- VCD cover
- Directed by: Basavaraj Bellary
- Produced by: S Murali
- Starring: Tarun Chandra; Priyanka; Anthara Reddy;
- Cinematography: Jagadish Vali
- Edited by: S K Nagendra Urs
- Music by: A T Raveesh
- Release date: 8 May 2009;
- Country: India
- Language: Kannada

= Seena =

2009 film

Seena is a 2009 Indian Kannada-language film directed by Basavaraj Bellary starring Tarun Chandra, Priyanka and Anthara Reddy in lead roles.

==Music==

The film has music composed by A T Raveesh.

Track listing
| No. | Title | Singer(s) | Length |
|---|---|---|---|
| 1. | "Chanchala Notada" | Kunal Ganjawala | 5:10 |
| 2. | "Kannale Kadodu" | Harshini | 5:21 |
| 3. | "Jeeva Midiyuthide" | Hariharan | 4:53 |
| 4. | "Yaaridu" | Madhu Balakrishnan | 5:07 |
| 5. | "Gudu Gudu" | Anuradha Bhat | 5:29 |
| 6. | "Minchu Balli" | Chaitra H. G. | 4:55 |
| Total length: |  |  | 30:15 |

== Reception ==
=== Critical response ===

R G Vijayasarathy of Rediff.com scored the film at 1 out of 5 stars and wrote "Performance-wise, young Tarun comes a cropper in his first action role. But he is good in the song and dance sequences. Priyanka is much better, while the other heroine Anthara Reddy is okay.
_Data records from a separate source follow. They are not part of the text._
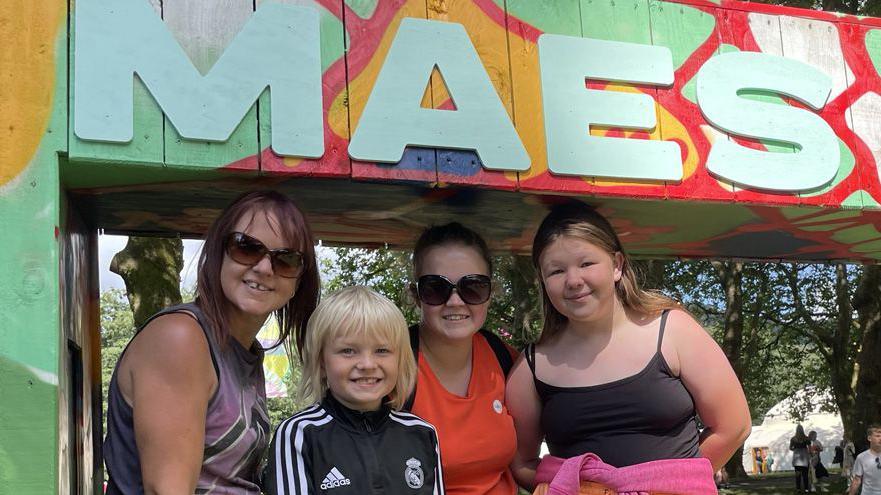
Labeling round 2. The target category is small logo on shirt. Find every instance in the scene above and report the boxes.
[321,467,352,490]
[404,457,425,490]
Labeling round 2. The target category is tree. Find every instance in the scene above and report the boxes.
[100,289,135,431]
[110,237,184,325]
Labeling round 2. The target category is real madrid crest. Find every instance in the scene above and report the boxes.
[404,457,425,490]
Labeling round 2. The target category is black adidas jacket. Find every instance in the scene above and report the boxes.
[263,393,444,495]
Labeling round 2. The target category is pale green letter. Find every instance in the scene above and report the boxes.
[697,52,841,192]
[74,0,324,157]
[349,18,530,170]
[538,34,682,181]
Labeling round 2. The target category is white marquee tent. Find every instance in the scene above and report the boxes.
[743,390,844,474]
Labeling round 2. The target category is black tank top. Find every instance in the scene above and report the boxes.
[526,311,700,467]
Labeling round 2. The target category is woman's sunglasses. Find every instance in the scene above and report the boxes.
[226,232,303,278]
[416,274,492,306]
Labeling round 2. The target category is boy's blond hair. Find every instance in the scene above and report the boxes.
[297,286,416,409]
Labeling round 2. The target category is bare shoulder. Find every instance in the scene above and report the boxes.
[124,313,213,380]
[664,309,712,347]
[132,313,208,354]
[661,309,716,376]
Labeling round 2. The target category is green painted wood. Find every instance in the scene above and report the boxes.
[162,0,259,171]
[649,0,716,69]
[346,0,379,19]
[0,0,70,494]
[581,0,652,45]
[68,0,164,166]
[506,0,581,36]
[349,18,530,170]
[257,0,346,177]
[697,52,840,191]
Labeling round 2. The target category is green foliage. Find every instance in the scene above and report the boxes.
[100,289,135,431]
[666,261,860,423]
[320,248,418,322]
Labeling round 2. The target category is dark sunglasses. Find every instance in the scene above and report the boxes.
[226,232,303,278]
[416,273,492,306]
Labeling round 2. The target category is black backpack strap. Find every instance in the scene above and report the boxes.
[401,324,514,412]
[401,323,419,412]
[480,328,514,377]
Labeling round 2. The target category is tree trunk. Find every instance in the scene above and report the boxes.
[848,265,881,452]
[827,263,854,438]
[711,261,746,479]
[110,237,184,326]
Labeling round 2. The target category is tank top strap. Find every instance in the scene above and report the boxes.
[657,309,670,354]
[523,344,535,379]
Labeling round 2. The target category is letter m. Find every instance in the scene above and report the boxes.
[74,0,324,158]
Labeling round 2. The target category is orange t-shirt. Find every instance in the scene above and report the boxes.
[412,333,517,495]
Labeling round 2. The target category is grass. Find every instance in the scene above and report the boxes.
[719,472,847,495]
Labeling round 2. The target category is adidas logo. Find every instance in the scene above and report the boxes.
[321,467,352,490]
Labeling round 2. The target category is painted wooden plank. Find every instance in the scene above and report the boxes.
[780,16,855,205]
[506,0,593,194]
[257,0,348,177]
[345,0,437,185]
[829,23,881,210]
[428,0,517,189]
[722,12,799,204]
[580,0,664,202]
[68,0,164,166]
[0,0,68,494]
[651,1,734,201]
[162,0,258,171]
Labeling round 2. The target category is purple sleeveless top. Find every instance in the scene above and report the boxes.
[104,304,269,495]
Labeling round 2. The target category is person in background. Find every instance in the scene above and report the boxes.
[104,191,319,495]
[847,424,881,495]
[841,438,856,483]
[808,431,829,488]
[789,425,811,493]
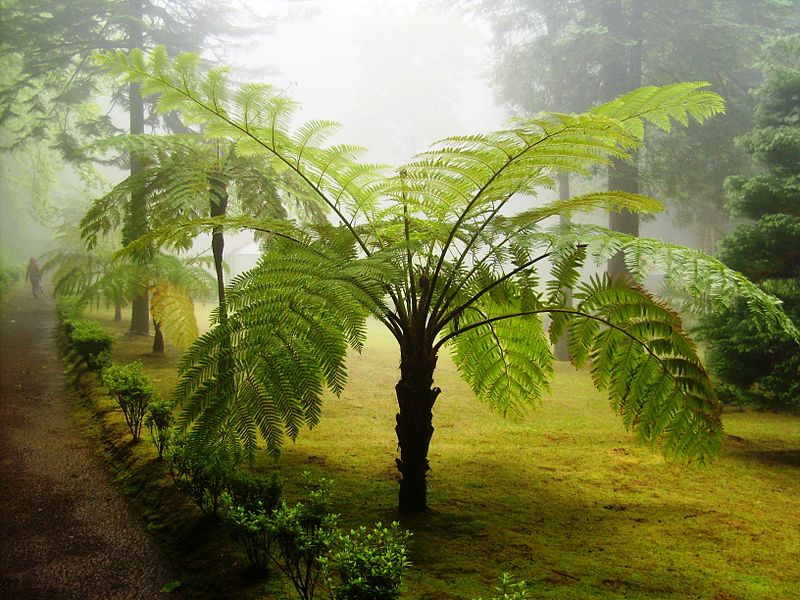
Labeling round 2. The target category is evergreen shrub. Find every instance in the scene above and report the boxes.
[102,361,154,440]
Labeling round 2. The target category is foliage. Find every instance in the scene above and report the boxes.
[103,361,154,441]
[478,573,531,600]
[698,36,800,410]
[325,522,411,600]
[56,295,83,324]
[65,319,114,371]
[144,400,175,460]
[225,471,283,514]
[167,438,236,515]
[95,50,796,511]
[267,473,337,600]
Ramesh Bhat and Neenasam Aswath just fill the bill. Simran Khan appears in an item number. Technically, the film is sound. Jagadish Waali has done a superb work behind the camera". A critic from The New Indian Express wrote  "Veteran artists Ramesh Bhat and Sathyajith perform their roles with ease. Camera work and Music composition are better in the film. "Seena", however, drags on and on, and its unbelievable storyline does it in". A critic from Deccan Herald wrote "Tharun dances well, fights well. His biggest drawback is his voice which sounds just like that of a teenager subjected to a fresh attack of hormones. Priyanka is yet to master her expressions. Petrol Prasanna is simply disgusting while Ninasam Ashwath is wasted". A critic from Bangalore Mirror wrote "Basavaraj Bellary churns out one impossible scenario after another. The second half is slightly better where Priyanka does a decent job with her role. But enduring the first half is a challenge. Avoidable".